Xia terdiam sejenak, jari-jarinya mengetuk pelan meja. “Lalu siapa yang ada di baliknya?”
“Kami belum bisa memastikan. Tapi dari pola transaksi dan alamat kantor pusat yang sama, kemungkinan besar semuanya terhubung dengan Lingnan Foundation, yayasan yang juga menaungi pusat rehabilitasi tempat Yu Liang disembunyikan.”

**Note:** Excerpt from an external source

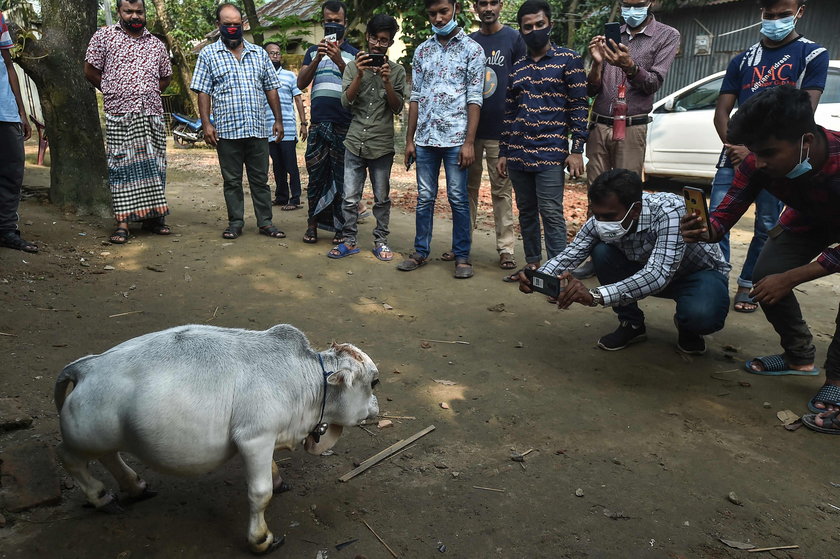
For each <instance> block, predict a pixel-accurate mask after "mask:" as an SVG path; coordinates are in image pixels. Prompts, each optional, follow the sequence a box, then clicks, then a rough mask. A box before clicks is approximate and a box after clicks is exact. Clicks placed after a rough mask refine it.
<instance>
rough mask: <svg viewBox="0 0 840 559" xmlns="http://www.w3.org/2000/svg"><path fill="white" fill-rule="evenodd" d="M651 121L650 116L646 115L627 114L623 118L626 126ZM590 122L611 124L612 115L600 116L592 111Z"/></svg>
mask: <svg viewBox="0 0 840 559" xmlns="http://www.w3.org/2000/svg"><path fill="white" fill-rule="evenodd" d="M650 121H651V118H650V116H648V115H636V116H628V117H627V119H626V120H625V123H626V126H636V125H637V124H648V123H649V122H650ZM592 122H597V123H598V124H606V125H607V126H612V123H613V117H611V116H601V115H599V114H596V113H592Z"/></svg>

Xia menatap berkas di tangannya, matanya tajam namun suram. “Jadi mereka menggunakan nama Yu Liang… untuk menutupi sesuatu.”
Feng Xuan mengangguk. “Kemungkinan besar, ya. Kami menduga ada seseorang yang menggunakan identitas Yu Liang untuk memutar dana dalam jumlah besar. Bisa jadi itu pencucian uang, atau proyek internal yang disamarkan lewat nama artis terkenal.”

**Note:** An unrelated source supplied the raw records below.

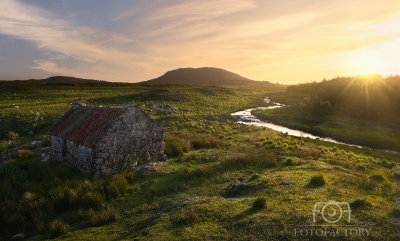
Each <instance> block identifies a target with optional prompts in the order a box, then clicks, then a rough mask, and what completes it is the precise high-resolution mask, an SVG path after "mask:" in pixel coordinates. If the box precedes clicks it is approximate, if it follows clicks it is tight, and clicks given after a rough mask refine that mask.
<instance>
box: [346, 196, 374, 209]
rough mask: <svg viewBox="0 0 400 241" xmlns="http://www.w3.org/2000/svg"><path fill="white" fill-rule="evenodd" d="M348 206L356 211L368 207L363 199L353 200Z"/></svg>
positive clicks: (369, 204) (355, 199)
mask: <svg viewBox="0 0 400 241" xmlns="http://www.w3.org/2000/svg"><path fill="white" fill-rule="evenodd" d="M349 204H350V207H351V208H352V209H357V208H361V207H365V206H368V205H370V204H369V202H368V201H365V199H363V198H355V199H353V200H350V201H349Z"/></svg>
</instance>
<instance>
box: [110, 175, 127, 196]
mask: <svg viewBox="0 0 400 241" xmlns="http://www.w3.org/2000/svg"><path fill="white" fill-rule="evenodd" d="M127 186H128V181H127V180H126V178H125V177H124V175H123V174H115V175H113V176H111V177H110V178H109V179H108V180H107V182H106V184H105V189H106V190H107V194H108V195H109V196H111V197H117V196H119V195H120V194H122V193H125V189H126V188H127Z"/></svg>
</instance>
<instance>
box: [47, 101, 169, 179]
mask: <svg viewBox="0 0 400 241" xmlns="http://www.w3.org/2000/svg"><path fill="white" fill-rule="evenodd" d="M49 132H50V133H49V134H50V156H51V158H53V159H55V160H58V161H61V162H63V163H66V164H72V165H74V166H75V167H77V168H78V169H79V170H80V171H81V172H82V173H83V174H84V175H86V176H89V177H92V178H94V179H97V178H103V177H107V176H109V175H112V174H114V173H117V172H118V171H119V170H121V168H122V167H123V166H124V165H125V164H126V163H127V162H128V163H131V162H137V164H141V163H145V162H149V161H152V160H165V159H166V156H165V155H164V146H165V144H164V141H163V138H164V136H165V130H164V129H162V128H161V127H160V126H159V125H158V124H157V123H156V122H155V121H154V120H153V119H152V118H151V117H150V116H148V115H147V114H146V113H145V112H144V111H143V110H142V109H140V108H139V107H138V106H137V105H136V104H134V103H133V102H132V103H130V104H128V105H127V106H126V107H125V108H107V107H91V106H86V102H85V101H84V100H74V103H73V107H72V108H71V109H69V110H68V111H67V112H66V113H65V114H64V115H63V116H62V117H61V118H60V119H59V120H58V121H57V122H56V123H54V125H53V126H51V127H50V130H49Z"/></svg>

“Dan Yu Liang tidak tahu?”
“Tidak ada tanda-tanda dia tahu. Tapi, jika melihat semua jejaknya… mungkin justru karena dia tahu sesuatu, makanya dia disembunyikan.”
Xia menatap kosong ke arah jendela, pikirannya berputar cepat.
“Jadi… semua yang terjadi padanya, semua ‘kebetulan’ selama ini… mungkin sudah direncanakan.”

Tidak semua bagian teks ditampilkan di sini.